Proprietary Data or New Math

Twitter had a bunch of chatter today on AI after a fantastic post by Shivon Zilis titled “The Current State of Machine Intelligence 2.0”. She did a great report on “Big Data” a few years ago that brought much needed order to an industry that was in chaos. Her report on MI (which is her label for an industry including AI & ML) is another fantastic effort to sort out the many emerging products utilizing these techs.

The talk post-report is that in order for these companies to be successful, they will need to either have proprietary data or some tech advantage. Basically saying that Goog, FB, Amazon have vastly superior troves of data. I’m not so sure I totally agree with that because A) most companies are doing an extremely poor job of collecting data, and B) as we continue to digitize products and services, every company that survives will have a wealth of data that is driving its business. It’s tough to create new math. Especially when the current algorithms aren’t being fully utilized, so I don’t know that I agree that new math needs to be part of a competitive advantage. Simply creating UIs for ONE use case that allow companies to operationalize ML/AI tech could be immensely valuable to the private sector.

But one area that isn’t being discussed enough if the application of existing machine learning algorithms. A data scientist can’t simply select a clustering algorithm if it wants to cluster a customer base, it needs to know the limitations of each of these algorithms, how those limitations affect the current data set, and why one is more appropriate than the other. For this, we need data scientists to get real world experience. Unfortunately at this time there isn’t enough open data for training and educating these data scientists. Instead of just hiring ops research, comp sci, data sci talent, you need to hire EXPERIENCED talent in order for your company to get off the ground.

Shift business models to those that produce data. Analog to Digital, as Fred Wilson said in his blog today. If you look at the top 5 rated TV series on Rotten Tomatoes, 3 are on Netflix, 2 are on Amazon Instant Video. Why? Because they are able to collect data on viewers. They are able to better decide what the consumer wants by using proprietary data, than TV networks are by using their gut and focus groups. Again, I can’t understand why networks aren’t shifting to web as if their lives depended on it (because they do).

The other area that I am interested to see play out is anonymized open datasets. If the “little guys” are going to compete against Goog, FB, then they probably want to create a consortium that build a massive data platform that each member can build apps on top of. Everyone gets to share the data. Success depends on who uses it most effectively. Probably will take a few years, as execs will need to see that their time is up before making a move, but something that would be great for all businesses.

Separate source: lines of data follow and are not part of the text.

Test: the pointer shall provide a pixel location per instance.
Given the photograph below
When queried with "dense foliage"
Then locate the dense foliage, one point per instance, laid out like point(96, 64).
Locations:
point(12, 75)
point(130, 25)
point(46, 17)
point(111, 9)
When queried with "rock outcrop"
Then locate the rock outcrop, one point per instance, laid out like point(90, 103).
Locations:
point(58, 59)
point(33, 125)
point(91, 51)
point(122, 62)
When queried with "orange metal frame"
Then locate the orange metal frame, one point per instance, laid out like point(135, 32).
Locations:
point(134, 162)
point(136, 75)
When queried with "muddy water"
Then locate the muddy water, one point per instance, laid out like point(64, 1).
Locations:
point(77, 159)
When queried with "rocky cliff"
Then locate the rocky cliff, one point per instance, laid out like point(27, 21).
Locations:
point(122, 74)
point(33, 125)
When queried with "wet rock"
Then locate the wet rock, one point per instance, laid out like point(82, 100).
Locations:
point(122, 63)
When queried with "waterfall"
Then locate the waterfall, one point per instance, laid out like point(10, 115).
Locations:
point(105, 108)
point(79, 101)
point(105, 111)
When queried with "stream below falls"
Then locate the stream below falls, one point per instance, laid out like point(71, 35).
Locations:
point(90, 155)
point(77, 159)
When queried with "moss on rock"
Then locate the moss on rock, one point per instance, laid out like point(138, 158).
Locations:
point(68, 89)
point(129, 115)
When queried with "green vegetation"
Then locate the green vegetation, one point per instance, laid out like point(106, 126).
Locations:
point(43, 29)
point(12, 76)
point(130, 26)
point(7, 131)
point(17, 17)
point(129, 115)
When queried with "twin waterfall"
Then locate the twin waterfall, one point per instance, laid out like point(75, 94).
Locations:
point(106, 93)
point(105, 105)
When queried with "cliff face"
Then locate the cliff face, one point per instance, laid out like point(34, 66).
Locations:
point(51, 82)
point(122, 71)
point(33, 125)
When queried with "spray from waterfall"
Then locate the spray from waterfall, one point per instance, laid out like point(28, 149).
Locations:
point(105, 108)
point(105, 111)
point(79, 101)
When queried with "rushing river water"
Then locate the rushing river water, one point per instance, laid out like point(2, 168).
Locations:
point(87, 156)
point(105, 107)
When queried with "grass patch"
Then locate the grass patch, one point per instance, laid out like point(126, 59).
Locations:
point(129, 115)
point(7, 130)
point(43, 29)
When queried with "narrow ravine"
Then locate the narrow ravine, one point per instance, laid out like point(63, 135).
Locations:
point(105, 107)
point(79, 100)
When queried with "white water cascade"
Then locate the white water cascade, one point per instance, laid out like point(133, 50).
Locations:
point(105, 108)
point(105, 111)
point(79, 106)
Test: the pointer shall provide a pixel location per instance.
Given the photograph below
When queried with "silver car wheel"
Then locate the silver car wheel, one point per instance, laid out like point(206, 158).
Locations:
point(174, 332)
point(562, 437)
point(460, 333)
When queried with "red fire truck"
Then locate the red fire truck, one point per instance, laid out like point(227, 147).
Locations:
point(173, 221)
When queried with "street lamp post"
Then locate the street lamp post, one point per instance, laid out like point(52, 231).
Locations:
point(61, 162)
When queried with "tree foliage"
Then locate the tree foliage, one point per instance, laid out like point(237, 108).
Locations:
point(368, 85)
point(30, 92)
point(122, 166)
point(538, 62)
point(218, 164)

Regardless I am PSYCHED to see AI/ML being talked about as an area that could break out in 2016. We are sooooooooooooo far behind the curve of adopting these techs and I think this is the year that we will see companies that have adopted data-driven decision-making pull away from legacy competitors. Cable and media could see their mobile counterparts rapidly take eyeballs away, and retailers will see e-commerce continue to steal market share. Legacy companies need to move FAST if they want to be around in a few years. Start collecting data. Start utilizing companies that are EXPERIENCED in applying these technologies. And get ready to change everything you do.